Fünf gegen den Rest der mathematischen Genies von der Ostsee

Wie also geht es zu beim “Baltic Way”? Jedes Land entsendet ein Team von fünf klugen Köpfen zu dem Wettbewerb, der übrigens jedes Jahr von einem anderen der oben genannten Teilnehmerländer ausgerichtet wird. Die fünf Teammitglieder müssen allesamt noch zur Schule gehen und bekommen am Wettbewerbstag für die ausgesprochen anspruchsvolle Klausur genau viereinhalb Stunden Zeit. Diese Spanne muss ihnen reichen, um 20 Aufgaben aus vier Bereichen der Mathematik, darunter Algebra und Geometrie, zu meistern. Die Aufgaben sind so knifflig, dass es definitiv ausgeschlossen ist, dass eines der Teammitglieder sie in der vorgegebenen Zeit allein lösen kann. Hier setzen nun die sozialen und die kommunikativen Komponenten des Wettbewerbs ein. Die Gruppe muss in der Lage sein, die Aufgaben zu verteilen, zu lösen und am Ende die Lösungen sogar noch untereinander zu besprechen. Man muss mehr als eins und eins zusammenzählen können, um in einem solchen Umfeld erfolgreich zu sein.

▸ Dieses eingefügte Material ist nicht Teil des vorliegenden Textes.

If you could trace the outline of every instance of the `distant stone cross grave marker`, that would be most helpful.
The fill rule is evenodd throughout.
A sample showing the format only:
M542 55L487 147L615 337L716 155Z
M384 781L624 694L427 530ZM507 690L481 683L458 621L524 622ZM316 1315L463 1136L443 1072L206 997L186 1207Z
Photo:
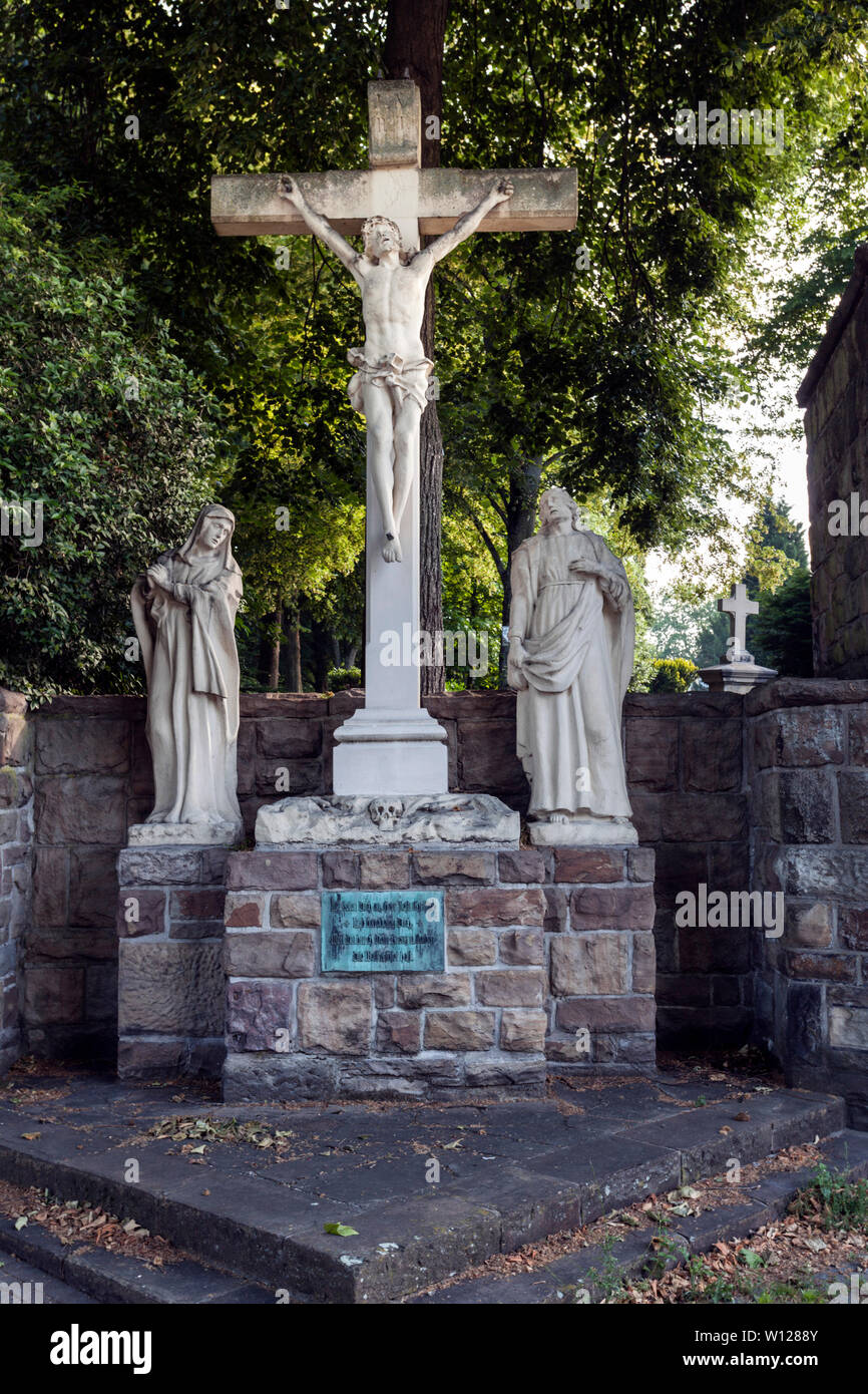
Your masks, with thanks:
M699 677L712 690L729 693L750 693L751 687L768 683L777 677L775 668L762 668L754 662L754 655L745 648L747 618L758 615L759 605L748 599L747 587L743 581L733 585L726 599L718 601L718 609L730 618L730 640L726 645L726 657L715 668L701 668Z
M311 236L277 192L298 181L339 233L361 233L375 215L397 224L405 248L422 234L449 231L497 177L513 185L476 231L557 231L575 226L577 173L571 169L422 169L422 113L415 82L369 82L369 169L320 174L228 174L212 180L212 222L222 237ZM425 795L449 788L446 732L419 705L419 669L385 666L383 637L419 630L419 470L400 526L403 562L380 555L379 510L368 471L365 707L334 733L336 795Z
M738 581L733 585L729 599L718 601L718 609L727 613L730 618L730 641L727 644L726 657L730 664L738 664L747 661L752 662L752 654L747 651L747 618L748 615L758 615L759 605L757 601L750 601L747 597L747 587Z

Polen führt auf dem Baltic Way die Liste der Siegernationen an

Ganz besonders erfolgreich haben sich seit Beginn des Wettbewerbs im Jahr 1990 die jungen Mathematiker und Mathematikerinnen aus Polen geschlagen. Sie sind sage und schreibe gleich acht Mal als Sieger aus dem Wettbewerb hervorgegangen, gefolgt von dem Team aus St. Petersburg, das es fünf Mal auf das oberste Siegerpodest geschafft hat. Deutschland hat es immerhin mehrfach auf den zweiten Platz geschafft. Ein respektables Ergebnis, wenn man bedenkt, dass insgesamt zwölf Länder am “Baltic Way” teilnehmen können. Außer den oben bereits erwähnten elf “Stamm”-Ländern hat das jeweilige Veranstalterland das Recht, ein Gastland einzuladen. Das kann frei gewählt werden und muss weder etwas mit dem Baltikum noch mit der Ostsee zu tun haben. Die drei Länder, denen diese Ehre bislang zuteilgeworden ist, waren Israel, Weißrussland und Belgien. Das deutsche Team wird übrigens von zwei Professoren aus Hamburg und Rostock organisiert.